The challenge of mainstream politicians is to preserve the monopoly on this discourse and use it only to their own benefits. And this might confuse observers since indeed such a strategy reflects a more encompassing political protectionism. Romania has one of the most restricting laws in the EU regarding the formation of political parties. Not only the number of signatures required to form a political organization is huge (and in addition, signatures must be collected proportionally from the entire country’s territory), but also the deposit is beyond the reach of people. A few years ago, a former prime minister, with notoriety and vast political and economic connections, tried to form his own party. He was not able to gather the required amount of signatures and therefore took the easier solution: he bought an already existing one. Regular citizens cannot do the same (form or simply buy a party) and therefore many remain disenfranchised and un-represented by the existing political class.
Post-fascism
But this also keeps at bay and out of the recognized spectrum of political parties the extreme right. Without the realistic possibility of forming a party, the extreme right groups and manifestations remain at the level of civic initiatives and NGOs, dealing like many other NGOs with specific issues: fight against LGBT rights, support the rehabilitation of aforementioned Marshall Antonescu and so on. Their presence is stronger online and takes different forms: from secular nationalist football hooligans, to fascist Christian nostalgics of the interwar period, to eco-friendly, conservative anti-capitalists.
The vast array of such views and the number of groups existing in the shadow of organized politics became visible during the protests against Roșia Montană goldmine exploitation in the autumn of 2013. United by the common enemy of the foreign corporation, this struggle offered a platform for previously underground groups to come into the open and make their case. It is also true that, in some cases, their presence was magnified by the government in order to discredit the protests. The criticism of the extreme right, especially the one coming from the left, was also instrumentalized against the protests themselves. Thus, the mainstream parties try to control not only the ideology of the extreme right but also the groups embracing it, mobilizing them in order to regain control over political situations.

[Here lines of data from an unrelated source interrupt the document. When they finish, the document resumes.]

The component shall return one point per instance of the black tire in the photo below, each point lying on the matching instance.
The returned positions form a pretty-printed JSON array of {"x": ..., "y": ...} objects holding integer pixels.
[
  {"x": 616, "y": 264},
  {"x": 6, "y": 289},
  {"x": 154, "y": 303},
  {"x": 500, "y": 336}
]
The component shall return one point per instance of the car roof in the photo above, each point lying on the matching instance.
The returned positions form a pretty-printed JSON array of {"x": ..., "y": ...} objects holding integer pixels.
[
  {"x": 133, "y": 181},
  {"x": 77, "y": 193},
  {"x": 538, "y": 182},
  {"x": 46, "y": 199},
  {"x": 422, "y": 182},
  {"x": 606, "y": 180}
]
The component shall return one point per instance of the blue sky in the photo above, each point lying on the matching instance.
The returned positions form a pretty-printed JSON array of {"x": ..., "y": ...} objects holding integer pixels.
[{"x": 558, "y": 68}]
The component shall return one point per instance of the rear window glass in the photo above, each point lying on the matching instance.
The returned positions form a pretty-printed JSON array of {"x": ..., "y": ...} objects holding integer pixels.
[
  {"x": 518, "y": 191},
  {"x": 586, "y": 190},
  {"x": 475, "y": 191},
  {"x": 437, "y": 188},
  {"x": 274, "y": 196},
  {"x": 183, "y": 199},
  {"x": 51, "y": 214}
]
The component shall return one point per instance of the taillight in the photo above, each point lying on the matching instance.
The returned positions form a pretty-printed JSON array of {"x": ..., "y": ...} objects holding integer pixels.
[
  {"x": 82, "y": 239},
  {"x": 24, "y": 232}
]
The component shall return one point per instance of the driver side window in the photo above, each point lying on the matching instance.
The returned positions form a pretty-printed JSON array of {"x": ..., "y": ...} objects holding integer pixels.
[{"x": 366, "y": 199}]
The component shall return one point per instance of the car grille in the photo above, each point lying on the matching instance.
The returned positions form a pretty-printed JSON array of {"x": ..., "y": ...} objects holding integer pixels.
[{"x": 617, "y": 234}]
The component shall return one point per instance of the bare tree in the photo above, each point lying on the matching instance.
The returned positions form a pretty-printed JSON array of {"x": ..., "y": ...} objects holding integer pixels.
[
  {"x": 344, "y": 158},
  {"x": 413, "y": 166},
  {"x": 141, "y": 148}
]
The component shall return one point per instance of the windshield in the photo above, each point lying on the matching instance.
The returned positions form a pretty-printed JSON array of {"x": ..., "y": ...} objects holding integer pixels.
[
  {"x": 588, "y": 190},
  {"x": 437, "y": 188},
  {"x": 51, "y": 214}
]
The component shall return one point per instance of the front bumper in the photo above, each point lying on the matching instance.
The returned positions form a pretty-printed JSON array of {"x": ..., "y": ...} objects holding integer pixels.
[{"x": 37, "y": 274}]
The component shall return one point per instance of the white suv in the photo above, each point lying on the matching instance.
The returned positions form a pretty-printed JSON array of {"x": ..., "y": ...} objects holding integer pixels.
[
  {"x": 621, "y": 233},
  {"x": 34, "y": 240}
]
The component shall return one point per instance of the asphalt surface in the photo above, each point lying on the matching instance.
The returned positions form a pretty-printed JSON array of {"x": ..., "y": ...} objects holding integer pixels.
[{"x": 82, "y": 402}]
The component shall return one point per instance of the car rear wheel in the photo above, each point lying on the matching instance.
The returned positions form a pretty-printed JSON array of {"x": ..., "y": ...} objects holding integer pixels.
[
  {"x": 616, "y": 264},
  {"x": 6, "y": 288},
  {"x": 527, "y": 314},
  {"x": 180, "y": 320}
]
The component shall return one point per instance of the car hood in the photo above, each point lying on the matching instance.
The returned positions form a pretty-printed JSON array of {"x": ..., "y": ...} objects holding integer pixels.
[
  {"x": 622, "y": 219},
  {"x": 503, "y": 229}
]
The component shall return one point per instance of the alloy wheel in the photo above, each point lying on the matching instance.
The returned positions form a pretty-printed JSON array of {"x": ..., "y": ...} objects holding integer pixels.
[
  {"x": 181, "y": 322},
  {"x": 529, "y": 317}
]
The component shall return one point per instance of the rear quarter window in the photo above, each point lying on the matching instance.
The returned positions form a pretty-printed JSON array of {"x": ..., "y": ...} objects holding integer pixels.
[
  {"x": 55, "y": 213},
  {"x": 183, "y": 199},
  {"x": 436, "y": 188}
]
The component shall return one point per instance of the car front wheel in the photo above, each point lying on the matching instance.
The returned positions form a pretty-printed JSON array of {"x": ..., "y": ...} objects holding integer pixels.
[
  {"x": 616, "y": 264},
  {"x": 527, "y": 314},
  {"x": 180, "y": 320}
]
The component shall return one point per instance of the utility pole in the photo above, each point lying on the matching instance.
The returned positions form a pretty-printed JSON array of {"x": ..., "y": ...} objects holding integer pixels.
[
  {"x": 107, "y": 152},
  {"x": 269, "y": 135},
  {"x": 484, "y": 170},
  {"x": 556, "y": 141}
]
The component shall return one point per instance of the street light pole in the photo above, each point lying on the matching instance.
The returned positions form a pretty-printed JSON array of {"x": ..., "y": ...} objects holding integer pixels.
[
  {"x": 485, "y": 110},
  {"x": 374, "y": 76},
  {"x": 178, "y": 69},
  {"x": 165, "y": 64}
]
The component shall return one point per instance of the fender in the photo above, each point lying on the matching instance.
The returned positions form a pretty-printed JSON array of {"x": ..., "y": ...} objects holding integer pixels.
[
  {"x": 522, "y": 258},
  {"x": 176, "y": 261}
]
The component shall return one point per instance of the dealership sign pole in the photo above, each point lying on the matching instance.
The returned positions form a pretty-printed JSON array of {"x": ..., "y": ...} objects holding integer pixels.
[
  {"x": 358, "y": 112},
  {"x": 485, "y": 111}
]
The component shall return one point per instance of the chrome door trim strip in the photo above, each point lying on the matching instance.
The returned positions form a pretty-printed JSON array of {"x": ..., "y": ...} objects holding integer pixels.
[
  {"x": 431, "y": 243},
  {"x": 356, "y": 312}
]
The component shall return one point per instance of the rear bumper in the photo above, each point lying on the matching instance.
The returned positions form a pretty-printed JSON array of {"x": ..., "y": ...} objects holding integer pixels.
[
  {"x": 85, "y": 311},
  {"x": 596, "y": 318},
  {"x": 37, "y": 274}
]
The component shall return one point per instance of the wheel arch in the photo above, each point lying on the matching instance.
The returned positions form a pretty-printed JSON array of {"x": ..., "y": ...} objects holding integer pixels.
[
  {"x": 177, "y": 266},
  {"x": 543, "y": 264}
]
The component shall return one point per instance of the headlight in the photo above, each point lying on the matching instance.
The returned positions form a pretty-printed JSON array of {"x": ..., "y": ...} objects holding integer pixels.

Therefore, we need a different perspective to look at these issues, especially in Romania where many people were so quick to point out the absence of the extreme right as a sign of deep-seated European values and democracy. One such useful perspective is G.M Tamas’ notion of post-fascism: a matrix of various politics, policies, practices and ideologies that have nothing to do with the historical legacy of Nazism as such, but the one that is oriented against the Enlightenment idea of universal citizenship. Basically, post-fascism is a political operation of excluding from citizenship, and indeed, from the ranks of human beings, certain categories of people deemed undesirable, dangerous, lowly, filthy, expendable. This can be the migrant, the Roma, the poor, the homosexual, the woman, the Jew and whomever at one point the majority decides to outcast as a scapegoat.
Who needs the extreme-right in such a context? Post-fascism is the tyranny of the mainstream politics itself, its fundamental core. The current debates about the extreme right in Europe (necessary as they are) should not blind us however to the advancement of post-fascism as politics proper. From this perspective, Romania is a case in point.